The world in each case is not exactly futuristic. Mindstar Rising takes it a little bit further, of course, with Evans’ stored personality, but that aside, there’s nothing presented in either book that doesn’t seem 30-years plausible. In both cases, the technological worldbuilding aims less at speculation about the future than at creating a sense of the uncanny. This is our world but not – a kind of uneasy, offputting extrapolation of where our world might be headed.

Probably the part of both books that appeals to me, though, is that same je ne sais quoi that I like so much about Space: 1999. It’s difficult to articulate, but there’s a distinct attitude toward technology. Technology doesn’t change man, exactly, but it does put him in situations he wouldn’t be in otherwise, and it’s just possible that it puts him in situations he’s not ready to handle – may never even be ready to handle. Both books show (brief) scenes of subsistence farming and cut to scenes of opulent wealth. The world as a whole is richer and more advanced than it’s ever been, but either control over this wealth is more in the hands of oligarchs than ever before, or else it was always thus and technology just makes the divide more visible, obvious. Again, this seems like a British sentiment. Britain conquered the world but lost something essential in the process and somehow failed to take the next step into the society of the future – perhaps because that step is not takeable. These books (and, in its way, Space: 1999) are about that – about an uncanny sense that technology should have changed us more than it did.

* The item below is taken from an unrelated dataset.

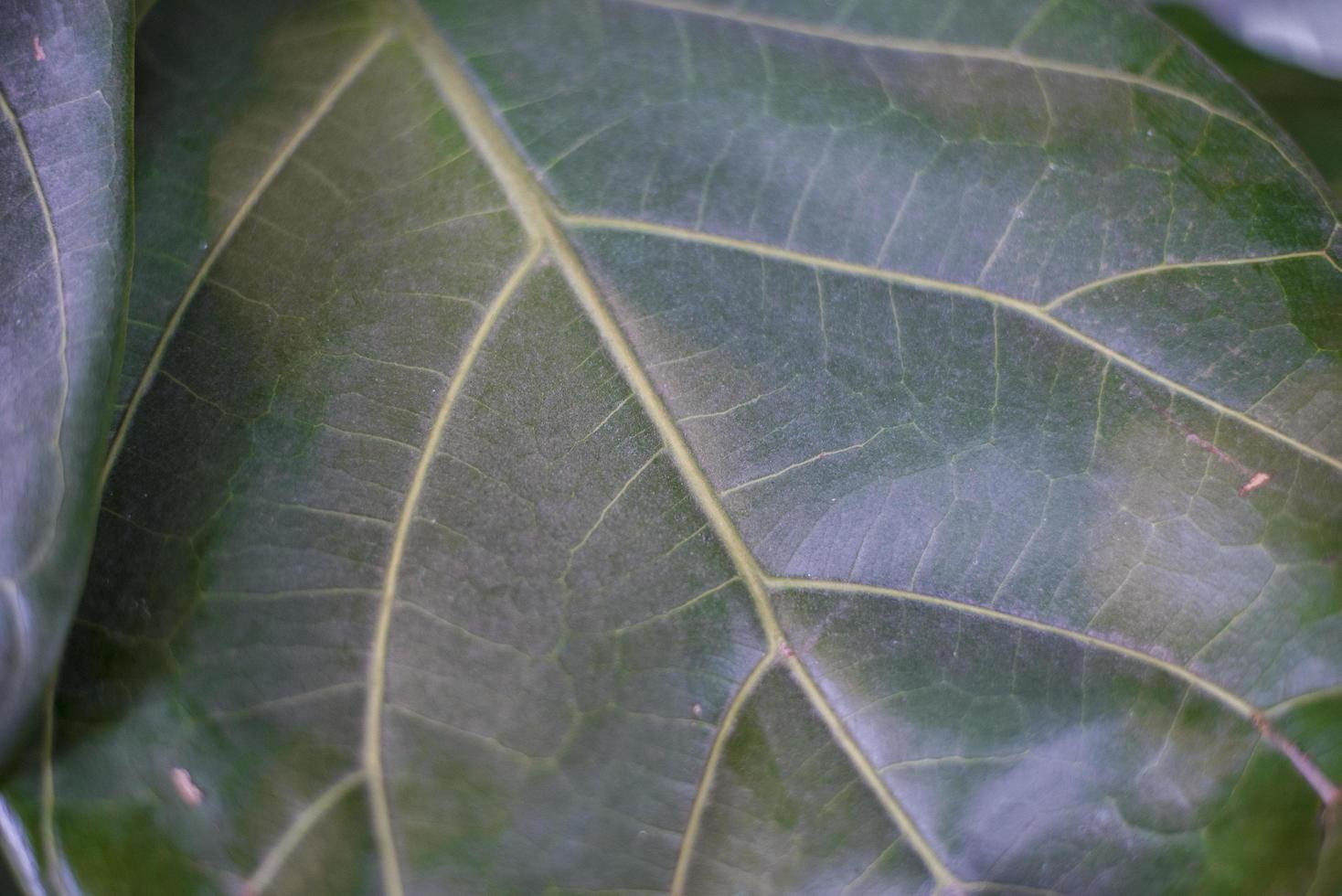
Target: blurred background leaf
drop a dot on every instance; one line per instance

I really enjoyed After Atlas. It’s well-written, disciplined. Its characters are well-sketched. Most critics will try to sell you on the notion that what they liked about the book was its politics. I liked it because it evokes a distinct feeling that I like but am always at pains to describe, and that I see rarely, but that I do see in multiple writers. This isn’t exactly an update of Mindstar Rising, but it is perhaps in conversation with it in ways that have yet to be widely appreciated. We fans of the original do appreciate it, though. Well done.